When doing list operations e.g. splitting and concatenating a list, the runtime performance of the onnx exported model increases quadratically with the number of elements. The expected behaviour is linear dependency on the number of elements as in the torch and torch script implementation.
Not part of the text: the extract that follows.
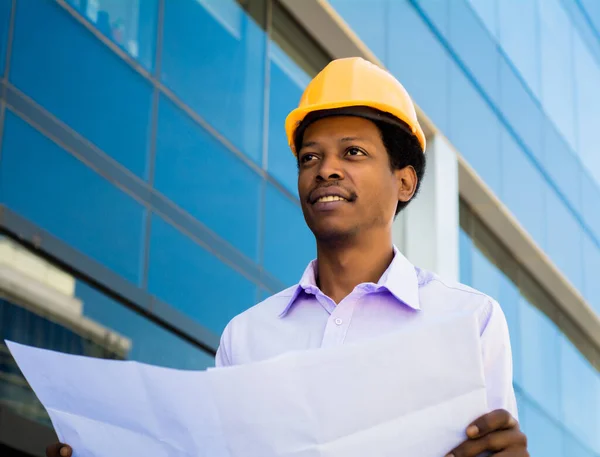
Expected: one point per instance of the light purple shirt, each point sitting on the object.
(302, 317)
The problem seems to be in the SequenceInsert onnx operator.

result_list_operations_python_torch_script_onnx_minimal_example

To reproduce

import io
import platform
import numpy as np
import onnxruntime
import pytest
import torch
from pytest_benchmark.fixture import BenchmarkFixture
from torch import Tensor

pytestmark = pytest.mark.benchmark

def list_operations(inputs: Tensor) -> Tensor:
    inputs_split = torch.split(inputs, 10)
    return torch.cat([inputs_split[k] for k in range(len(inputs_split)) ],0)

#: Compiled version of the above function to TorchScript
list_operations_torch_script = torch.jit.script(
    list_operations,
    example_inputs=[
        (
            torch.rand(10),
        ),
        (
            torch.rand(20),
        ),
        (
            torch.rand(100),
        ),
    ],
)

@pytest.mark.parametrize("n", [100_000, 200_000, 300_000, 400_000, 500_000])
def test_list_operations(benchmark: BenchmarkFixture, n: int) -> None:
    rng = np.random.default_rng(5337)
    inputs = torch.tensor(rng.gamma(10, scale=0.5, size=(n,)), dtype=torch.float32)
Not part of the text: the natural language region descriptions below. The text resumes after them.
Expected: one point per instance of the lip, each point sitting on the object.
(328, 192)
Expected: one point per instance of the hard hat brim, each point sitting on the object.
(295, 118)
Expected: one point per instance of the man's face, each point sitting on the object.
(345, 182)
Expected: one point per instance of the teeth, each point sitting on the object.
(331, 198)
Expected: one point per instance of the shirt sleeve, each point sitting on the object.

    benchmark(list_operations, inputs,)

@pytest.mark.parametrize("n", [100_000, 200_000, 300_000, 400_000, 500_000 ])
def test_list_operations_torch_script(benchmark: BenchmarkFixture, n: int) -> None:
    rng = np.random.default_rng(5337)
    inputs = torch.tensor(rng.gamma(10, scale=0.5, size=(n,)), dtype=torch.float32)

    benchmark(list_operations, inputs)

@pytest.mark.parametrize("n", [100_000, 200_000, 300_000, 400_000, 500_000])
def test_list_operations_onnx(benchmark: BenchmarkFixture, n: int) -> None:
    inputs = torch.rand(15)
    traced_list_operation_torch_script = torch.jit.trace(
        list_operations_torch_script,
        example_inputs=(inputs),
    )
    torch.onnx.export(
        traced_list_operation_torch_script,
        (inputs),
        buf := io.BytesIO(),
        input_names=["input"],
        output_names=["output"],
        dynamic_axes={
            "input": {0: "observations"},
        },
    )
    session = onnxruntime.InferenceSession(
        buf.getvalue(),
        sess_options=onnxruntime.SessionOptions(),
        providers=["CPUExecutionProvider"],
    )

    def list_operation_onnx(
        input: torch.Tensor,
    ) -> Tensor:
        (output,) = session.run(
            None,
            {
                "input": input.numpy(),
            },
        )
        return torch.as_tensor(output)

    rng = np.random.default_rng(5337)
    inputs = torch.tensor(rng.gamma(10, scale=0.5, size=(n,)), dtype=torch.float32)
    benchmark(list_operation_onnx, inputs)

Urgency

This is currently slowing down our inference pipeline and we are trying to avoid all list operations.

Platform

Mac

OS Version

macOS-14.4.1-x86_64-i386-64bit

ONNX Runtime Installation

Released Package

ONNX Runtime Version or Commit ID

1.17.3

ONNX Runtime API

Python

Architecture

X64

Execution Provider

Default CPU

Execution Provider Library Version

CPUExecutionProvider

Model File

list_operation.onnx.zip

Is this a quantized model?

No

github-actions[bot] commented 2 months ago

This issue has been automatically marked as stale due to inactivity and will be closed in 30 days if no further activity occurs. If further support is needed, please provide an update and/or more details.